CHAPITRE IV

 

Quatre ou cinq jours plus tard, le vent soufflait en tempête. Les vagues passaient haut par-dessus le brise-lames du port. Partout sur la mer s’élevaient de hautes vagues aux crêtes blanches. Quoique le ciel fût clair, tout le monde au village avait décidé de ne pas pêcher. La mère de Shinji lui demanda un service.

Les femmes du village ramassaient du bois de chauffage dans la montagne et l’entreposaient dans les ruines de ce qui avait été un poste d’observation de l’ancienne armée au sommet de la montagne. Ce qu’avait ramassé la mère de Shinji était attaché par des chiffons rouges. Les jeunes gens ayant terminé dans la matinée leurs travaux de transport de pierres, la mère de Shinji demanda à son fils d’aller lui chercher son bois.

Shinji mit sur son dos le cadre sur lequel on entassait le bois de chauffage et partit de la maison. Le chemin passait près du phare. Quand il s’engagea sur la « Colline de la Femme » le vent s’apaisa aussi complètement que s’il avait fait une malice. La maison du gardien du phare était aussi calme que si elle s’était trouvée en pleine sieste. Dans la maisonnette de l’homme de veille on apercevait le dos de l’homme assis à une table. Il en sortait une musique de radio. Montant la pente raide dans le bois de pins derrière le phare, Shinji commença à transpirer.

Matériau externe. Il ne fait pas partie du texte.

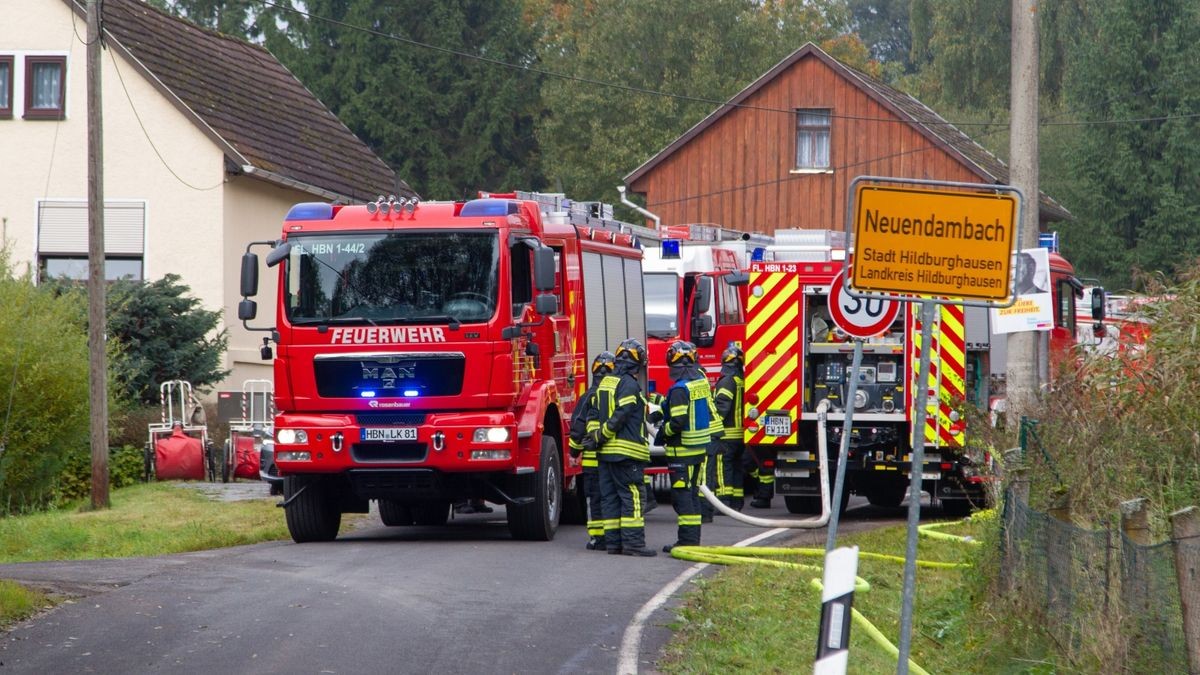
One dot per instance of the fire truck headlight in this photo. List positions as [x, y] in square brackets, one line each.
[491, 435]
[291, 436]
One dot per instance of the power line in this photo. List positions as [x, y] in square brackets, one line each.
[147, 133]
[627, 88]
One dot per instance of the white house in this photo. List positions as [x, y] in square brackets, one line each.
[208, 141]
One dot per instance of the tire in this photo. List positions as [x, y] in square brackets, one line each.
[431, 514]
[225, 461]
[957, 508]
[395, 514]
[313, 515]
[538, 521]
[886, 499]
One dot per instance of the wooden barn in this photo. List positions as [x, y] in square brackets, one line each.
[781, 154]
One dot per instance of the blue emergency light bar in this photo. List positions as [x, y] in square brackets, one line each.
[311, 210]
[1049, 240]
[483, 208]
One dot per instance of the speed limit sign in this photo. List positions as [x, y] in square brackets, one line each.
[859, 317]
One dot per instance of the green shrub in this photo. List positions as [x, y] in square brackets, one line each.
[126, 466]
[43, 387]
[163, 334]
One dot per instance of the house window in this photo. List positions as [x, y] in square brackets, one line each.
[63, 239]
[75, 268]
[45, 87]
[6, 63]
[813, 138]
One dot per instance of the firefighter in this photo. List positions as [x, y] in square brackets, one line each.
[685, 435]
[601, 365]
[622, 451]
[727, 396]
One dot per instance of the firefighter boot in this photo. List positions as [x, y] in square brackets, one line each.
[762, 496]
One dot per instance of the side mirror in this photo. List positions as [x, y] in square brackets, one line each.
[546, 304]
[702, 330]
[544, 268]
[703, 294]
[249, 275]
[279, 254]
[737, 278]
[1098, 306]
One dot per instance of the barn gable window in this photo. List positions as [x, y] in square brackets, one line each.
[813, 138]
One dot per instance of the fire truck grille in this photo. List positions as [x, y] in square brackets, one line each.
[390, 418]
[358, 378]
[388, 452]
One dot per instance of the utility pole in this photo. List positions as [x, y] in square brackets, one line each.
[97, 365]
[1021, 380]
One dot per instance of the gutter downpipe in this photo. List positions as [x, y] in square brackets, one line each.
[810, 524]
[658, 221]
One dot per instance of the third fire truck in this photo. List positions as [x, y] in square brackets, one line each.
[796, 358]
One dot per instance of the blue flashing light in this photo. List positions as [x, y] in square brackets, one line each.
[1049, 240]
[311, 210]
[480, 208]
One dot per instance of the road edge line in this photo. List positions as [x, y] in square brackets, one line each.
[631, 640]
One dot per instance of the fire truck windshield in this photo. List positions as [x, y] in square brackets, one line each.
[661, 292]
[393, 278]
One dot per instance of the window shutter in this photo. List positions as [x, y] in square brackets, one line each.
[63, 227]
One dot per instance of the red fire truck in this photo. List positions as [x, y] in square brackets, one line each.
[433, 352]
[796, 358]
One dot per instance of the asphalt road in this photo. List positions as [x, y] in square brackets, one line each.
[461, 598]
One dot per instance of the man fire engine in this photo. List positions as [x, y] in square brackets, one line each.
[796, 357]
[433, 352]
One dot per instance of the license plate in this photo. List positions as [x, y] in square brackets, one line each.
[388, 434]
[779, 425]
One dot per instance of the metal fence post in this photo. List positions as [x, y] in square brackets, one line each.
[1186, 537]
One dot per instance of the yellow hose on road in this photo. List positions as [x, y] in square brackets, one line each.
[765, 555]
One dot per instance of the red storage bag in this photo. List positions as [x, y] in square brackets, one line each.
[246, 458]
[179, 458]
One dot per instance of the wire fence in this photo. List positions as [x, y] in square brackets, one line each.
[1104, 596]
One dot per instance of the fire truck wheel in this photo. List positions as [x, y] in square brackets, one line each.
[313, 515]
[957, 508]
[887, 499]
[431, 513]
[538, 520]
[395, 514]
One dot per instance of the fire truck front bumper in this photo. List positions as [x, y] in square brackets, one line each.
[447, 442]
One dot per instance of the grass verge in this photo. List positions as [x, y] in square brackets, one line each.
[144, 520]
[759, 619]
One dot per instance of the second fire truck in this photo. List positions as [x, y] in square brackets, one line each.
[796, 357]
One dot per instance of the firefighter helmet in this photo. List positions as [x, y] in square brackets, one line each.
[681, 353]
[631, 351]
[733, 354]
[604, 363]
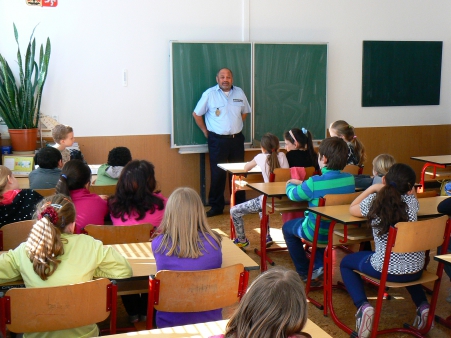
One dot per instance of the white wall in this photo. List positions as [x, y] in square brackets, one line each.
[93, 41]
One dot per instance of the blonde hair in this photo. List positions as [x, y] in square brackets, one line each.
[345, 130]
[274, 306]
[60, 131]
[4, 174]
[44, 244]
[184, 218]
[382, 163]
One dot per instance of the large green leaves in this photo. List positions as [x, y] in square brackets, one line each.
[20, 101]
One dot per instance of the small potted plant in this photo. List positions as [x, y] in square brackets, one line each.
[20, 99]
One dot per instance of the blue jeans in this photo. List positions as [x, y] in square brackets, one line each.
[292, 232]
[354, 284]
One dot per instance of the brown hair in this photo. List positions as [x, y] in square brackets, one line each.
[4, 174]
[274, 306]
[184, 218]
[60, 131]
[336, 152]
[44, 244]
[345, 130]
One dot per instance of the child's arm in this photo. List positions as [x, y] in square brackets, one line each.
[249, 165]
[354, 209]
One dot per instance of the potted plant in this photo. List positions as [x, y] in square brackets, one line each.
[20, 100]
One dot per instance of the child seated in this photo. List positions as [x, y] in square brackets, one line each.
[50, 162]
[274, 306]
[15, 204]
[74, 181]
[109, 173]
[381, 164]
[54, 256]
[185, 242]
[64, 137]
[331, 160]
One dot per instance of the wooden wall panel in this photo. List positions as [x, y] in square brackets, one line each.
[174, 170]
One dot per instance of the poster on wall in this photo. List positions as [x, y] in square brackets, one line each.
[42, 3]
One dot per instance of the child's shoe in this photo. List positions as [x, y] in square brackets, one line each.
[364, 320]
[240, 244]
[269, 241]
[422, 316]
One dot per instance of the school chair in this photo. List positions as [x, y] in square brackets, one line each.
[102, 189]
[12, 234]
[195, 291]
[59, 307]
[113, 234]
[343, 235]
[407, 237]
[46, 192]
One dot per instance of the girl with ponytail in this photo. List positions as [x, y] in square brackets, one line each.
[269, 159]
[385, 204]
[53, 256]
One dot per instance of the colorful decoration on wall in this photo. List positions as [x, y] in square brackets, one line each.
[42, 3]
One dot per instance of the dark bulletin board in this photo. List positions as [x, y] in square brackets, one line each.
[290, 88]
[401, 73]
[194, 68]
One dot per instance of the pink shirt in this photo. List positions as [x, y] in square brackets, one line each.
[154, 219]
[90, 209]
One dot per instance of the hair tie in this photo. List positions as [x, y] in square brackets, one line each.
[50, 213]
[294, 138]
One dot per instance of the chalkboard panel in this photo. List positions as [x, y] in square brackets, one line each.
[290, 88]
[401, 73]
[194, 68]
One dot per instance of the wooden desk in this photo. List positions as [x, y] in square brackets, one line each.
[205, 330]
[140, 257]
[236, 170]
[440, 161]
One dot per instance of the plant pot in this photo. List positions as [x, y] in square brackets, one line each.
[23, 139]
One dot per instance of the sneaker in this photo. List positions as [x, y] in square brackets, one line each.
[364, 320]
[269, 241]
[422, 316]
[240, 244]
[133, 319]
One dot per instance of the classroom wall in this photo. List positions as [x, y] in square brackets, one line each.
[93, 41]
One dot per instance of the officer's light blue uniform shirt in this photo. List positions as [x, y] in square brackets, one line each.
[230, 107]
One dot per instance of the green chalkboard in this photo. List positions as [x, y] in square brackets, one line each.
[401, 73]
[290, 88]
[284, 83]
[194, 68]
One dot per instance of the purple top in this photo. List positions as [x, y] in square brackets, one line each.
[211, 259]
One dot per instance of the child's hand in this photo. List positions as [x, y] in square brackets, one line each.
[294, 181]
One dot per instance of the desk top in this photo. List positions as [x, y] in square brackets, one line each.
[271, 189]
[205, 330]
[140, 257]
[444, 258]
[238, 168]
[439, 159]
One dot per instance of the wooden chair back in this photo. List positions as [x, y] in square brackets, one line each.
[59, 307]
[12, 234]
[202, 290]
[102, 189]
[352, 169]
[112, 234]
[430, 232]
[46, 192]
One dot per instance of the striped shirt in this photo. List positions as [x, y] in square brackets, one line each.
[330, 182]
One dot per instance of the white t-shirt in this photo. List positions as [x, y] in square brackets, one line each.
[261, 160]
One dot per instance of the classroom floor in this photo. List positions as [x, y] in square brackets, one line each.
[400, 309]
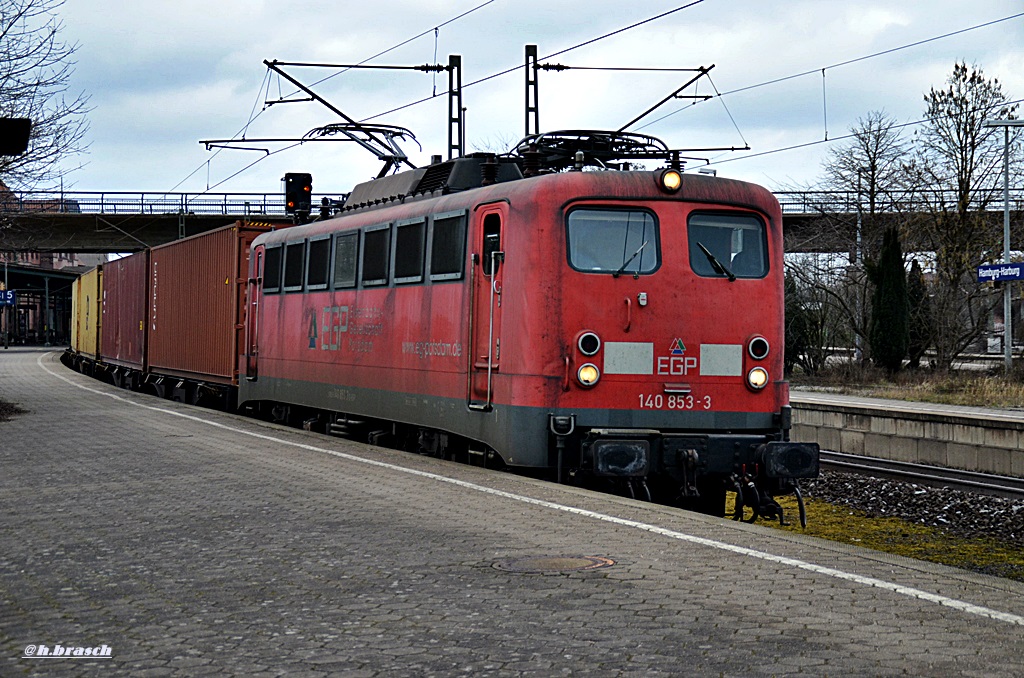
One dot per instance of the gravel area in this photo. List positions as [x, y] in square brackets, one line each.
[962, 513]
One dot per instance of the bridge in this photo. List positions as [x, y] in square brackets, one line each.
[127, 221]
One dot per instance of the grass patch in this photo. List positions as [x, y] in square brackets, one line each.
[844, 524]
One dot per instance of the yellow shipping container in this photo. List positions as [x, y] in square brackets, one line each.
[86, 304]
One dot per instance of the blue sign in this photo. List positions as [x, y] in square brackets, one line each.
[994, 272]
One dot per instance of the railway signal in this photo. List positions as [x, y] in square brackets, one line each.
[298, 193]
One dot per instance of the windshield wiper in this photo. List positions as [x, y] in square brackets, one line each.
[630, 260]
[716, 264]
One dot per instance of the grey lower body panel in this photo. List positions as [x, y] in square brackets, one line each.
[520, 434]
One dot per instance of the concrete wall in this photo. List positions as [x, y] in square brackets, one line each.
[969, 440]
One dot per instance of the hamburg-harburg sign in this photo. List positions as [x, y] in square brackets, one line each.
[1000, 271]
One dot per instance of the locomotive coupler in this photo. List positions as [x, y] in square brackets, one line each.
[561, 427]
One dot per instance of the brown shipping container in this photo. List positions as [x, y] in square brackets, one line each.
[85, 329]
[124, 310]
[197, 303]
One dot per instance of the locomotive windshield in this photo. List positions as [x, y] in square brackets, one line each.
[727, 246]
[613, 241]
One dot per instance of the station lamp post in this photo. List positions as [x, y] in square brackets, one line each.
[1008, 335]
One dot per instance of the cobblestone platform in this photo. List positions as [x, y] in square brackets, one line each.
[188, 542]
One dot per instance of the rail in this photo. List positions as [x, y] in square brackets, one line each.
[119, 202]
[933, 476]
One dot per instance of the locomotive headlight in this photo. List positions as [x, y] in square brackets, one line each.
[758, 348]
[589, 343]
[588, 375]
[757, 378]
[670, 180]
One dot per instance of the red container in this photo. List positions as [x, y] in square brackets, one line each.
[124, 310]
[196, 303]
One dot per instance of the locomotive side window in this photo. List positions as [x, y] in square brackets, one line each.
[346, 260]
[318, 267]
[492, 242]
[409, 239]
[294, 265]
[271, 269]
[613, 241]
[448, 247]
[736, 243]
[376, 253]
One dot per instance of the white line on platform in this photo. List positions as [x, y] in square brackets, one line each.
[672, 534]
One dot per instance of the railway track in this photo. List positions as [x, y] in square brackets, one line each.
[934, 476]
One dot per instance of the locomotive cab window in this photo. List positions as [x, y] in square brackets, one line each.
[346, 259]
[318, 263]
[613, 241]
[448, 246]
[376, 255]
[294, 265]
[271, 269]
[409, 239]
[724, 244]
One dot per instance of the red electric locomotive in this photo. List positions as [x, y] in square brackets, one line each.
[612, 325]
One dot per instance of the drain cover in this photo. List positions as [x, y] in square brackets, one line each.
[554, 563]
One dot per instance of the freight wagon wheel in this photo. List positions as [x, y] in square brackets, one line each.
[748, 499]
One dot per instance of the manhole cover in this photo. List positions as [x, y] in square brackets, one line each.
[554, 563]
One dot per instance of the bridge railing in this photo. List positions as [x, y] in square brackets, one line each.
[242, 204]
[847, 202]
[117, 202]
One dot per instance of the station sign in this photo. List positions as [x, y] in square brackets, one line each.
[995, 272]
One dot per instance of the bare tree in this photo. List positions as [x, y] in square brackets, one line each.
[35, 71]
[958, 158]
[867, 170]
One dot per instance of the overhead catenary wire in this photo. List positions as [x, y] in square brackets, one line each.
[719, 95]
[266, 82]
[476, 82]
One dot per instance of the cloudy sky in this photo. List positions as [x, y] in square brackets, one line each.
[163, 76]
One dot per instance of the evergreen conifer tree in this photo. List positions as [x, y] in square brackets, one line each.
[890, 325]
[920, 306]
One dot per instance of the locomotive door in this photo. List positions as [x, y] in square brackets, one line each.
[485, 305]
[254, 297]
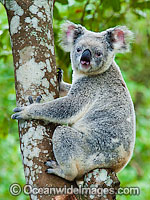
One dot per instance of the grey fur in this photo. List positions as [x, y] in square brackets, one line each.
[97, 108]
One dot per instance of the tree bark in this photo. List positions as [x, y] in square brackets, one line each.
[31, 32]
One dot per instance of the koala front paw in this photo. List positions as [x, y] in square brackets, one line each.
[22, 113]
[59, 75]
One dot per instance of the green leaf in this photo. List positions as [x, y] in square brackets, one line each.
[141, 5]
[62, 1]
[56, 13]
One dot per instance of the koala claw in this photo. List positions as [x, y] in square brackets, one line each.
[18, 109]
[30, 99]
[16, 116]
[49, 171]
[38, 99]
[59, 75]
[51, 163]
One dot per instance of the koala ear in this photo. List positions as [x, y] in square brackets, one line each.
[69, 33]
[119, 39]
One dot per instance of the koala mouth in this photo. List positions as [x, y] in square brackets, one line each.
[85, 64]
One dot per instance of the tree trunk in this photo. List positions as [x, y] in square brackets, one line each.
[31, 32]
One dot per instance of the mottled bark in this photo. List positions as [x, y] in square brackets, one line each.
[30, 24]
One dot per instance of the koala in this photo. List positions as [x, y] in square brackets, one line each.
[96, 110]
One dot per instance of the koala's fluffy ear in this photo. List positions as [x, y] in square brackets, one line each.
[69, 33]
[120, 38]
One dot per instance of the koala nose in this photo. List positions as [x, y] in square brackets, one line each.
[86, 56]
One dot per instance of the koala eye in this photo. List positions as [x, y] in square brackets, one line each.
[98, 53]
[79, 49]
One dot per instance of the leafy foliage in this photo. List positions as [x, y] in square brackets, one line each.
[97, 16]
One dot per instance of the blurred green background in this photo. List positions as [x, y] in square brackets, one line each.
[135, 66]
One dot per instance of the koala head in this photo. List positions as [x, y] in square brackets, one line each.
[91, 52]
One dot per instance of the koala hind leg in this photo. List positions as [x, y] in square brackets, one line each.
[67, 146]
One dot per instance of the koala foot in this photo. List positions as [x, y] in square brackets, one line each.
[51, 163]
[38, 99]
[54, 168]
[22, 112]
[59, 75]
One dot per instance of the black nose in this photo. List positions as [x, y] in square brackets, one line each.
[86, 56]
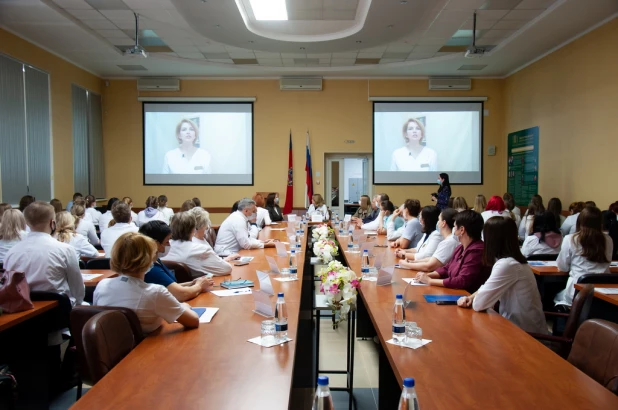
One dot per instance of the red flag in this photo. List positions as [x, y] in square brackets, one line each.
[289, 194]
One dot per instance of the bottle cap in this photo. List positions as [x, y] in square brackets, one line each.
[323, 381]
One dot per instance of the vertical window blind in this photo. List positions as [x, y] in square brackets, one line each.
[25, 132]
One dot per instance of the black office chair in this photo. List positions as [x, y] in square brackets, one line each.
[98, 263]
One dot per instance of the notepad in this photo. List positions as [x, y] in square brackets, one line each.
[445, 298]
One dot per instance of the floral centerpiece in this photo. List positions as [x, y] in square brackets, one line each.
[323, 232]
[340, 285]
[326, 250]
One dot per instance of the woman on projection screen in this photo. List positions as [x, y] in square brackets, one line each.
[188, 158]
[415, 155]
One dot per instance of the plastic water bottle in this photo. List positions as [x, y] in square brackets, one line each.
[323, 399]
[399, 321]
[409, 400]
[281, 318]
[293, 264]
[365, 264]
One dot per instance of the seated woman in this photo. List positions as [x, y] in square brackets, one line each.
[151, 213]
[132, 256]
[159, 274]
[12, 230]
[83, 226]
[318, 206]
[444, 252]
[431, 238]
[511, 281]
[495, 207]
[272, 206]
[545, 238]
[65, 233]
[198, 257]
[588, 250]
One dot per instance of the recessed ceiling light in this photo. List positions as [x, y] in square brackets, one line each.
[269, 9]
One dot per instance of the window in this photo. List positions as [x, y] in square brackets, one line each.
[25, 132]
[88, 168]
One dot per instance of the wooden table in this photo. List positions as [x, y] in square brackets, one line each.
[476, 360]
[8, 320]
[213, 366]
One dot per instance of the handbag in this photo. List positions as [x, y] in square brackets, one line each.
[14, 292]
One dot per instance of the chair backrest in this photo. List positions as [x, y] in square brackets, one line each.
[182, 273]
[98, 263]
[580, 310]
[80, 315]
[595, 352]
[598, 278]
[108, 338]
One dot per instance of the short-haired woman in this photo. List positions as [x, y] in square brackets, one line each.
[414, 155]
[83, 226]
[65, 233]
[151, 213]
[133, 255]
[545, 238]
[588, 250]
[511, 281]
[159, 274]
[188, 158]
[12, 230]
[200, 258]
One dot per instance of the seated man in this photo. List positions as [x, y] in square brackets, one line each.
[465, 270]
[49, 265]
[234, 233]
[122, 215]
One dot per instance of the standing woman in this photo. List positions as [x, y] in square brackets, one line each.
[444, 192]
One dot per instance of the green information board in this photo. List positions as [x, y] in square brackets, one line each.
[523, 165]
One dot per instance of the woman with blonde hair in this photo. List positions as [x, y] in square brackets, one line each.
[12, 230]
[132, 256]
[414, 155]
[188, 158]
[83, 226]
[65, 233]
[480, 203]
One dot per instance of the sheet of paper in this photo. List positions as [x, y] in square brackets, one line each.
[208, 314]
[281, 249]
[262, 304]
[385, 276]
[274, 342]
[232, 292]
[272, 263]
[414, 282]
[90, 276]
[411, 344]
[266, 285]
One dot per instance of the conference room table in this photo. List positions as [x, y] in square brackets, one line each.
[476, 360]
[212, 367]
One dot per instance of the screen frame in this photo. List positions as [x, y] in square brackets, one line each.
[197, 102]
[420, 101]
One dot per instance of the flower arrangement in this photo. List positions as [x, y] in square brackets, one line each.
[326, 250]
[340, 285]
[323, 231]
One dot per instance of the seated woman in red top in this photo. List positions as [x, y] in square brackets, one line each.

La montagne était absolument silencieuse. On n’y voyait aucune forme humaine, pas un seul chien errant. En fait, par suite d’un tabou du dieu gardien de l’île, il n’y avait aucun chien errant dans l’île, même pas un chien domestique. L’île était toute en pentes raides, avec de rares parties plates ; on n’y trouvait ni bœufs ni chevaux pour les charrois. Les seuls animaux domestiques étaient les chats qui caressaient du bout de leur queue les ombres inégales des toits étagés surplombant les ruelles de cailloux roulés descendant par marches successives entre les rangées des maisons du village aux toits raides.

Le jeune homme monta au sommet de la montagne. C’était le point le plus élevé d’Utajima mais il se trouvait tellement envahi par des buissons de sakaki, d’éléagnes et de hautes herbes qu’il ne permettait aucune vue. Seul le tumulte des flots se répercutait à travers la végétation. Le sentier conduisant de l’autre côté vers le sud était obstrué par les buissons et les herbes et il fallait faire un détour pour arriver aux ruines de l’observatoire.

Bientôt il aperçut au-delà du terrain sablonneux couvert de pins l’observatoire de deux étages en béton armé. Ces ruines blanches paraissaient surnaturelles dans ce paysage désert et silencieux. Jadis des soldats se tenaient au balcon du premier étage, la jumelle aux yeux et observaient le tir des canons qui faisaient des tirs d’exercice du mont Konaka sur le revers du cap Irako. Quand un coup était parti, les officiers à l’intérieur du poste demandaient la position de l’impact et les soldats observateurs répondaient.

La vie continua ainsi jusqu’au milieu de la guerre. Les soldats qui étaient logés là accusaient un fantôme de blaireau lorsque leurs provisions diminuaient mystérieusement.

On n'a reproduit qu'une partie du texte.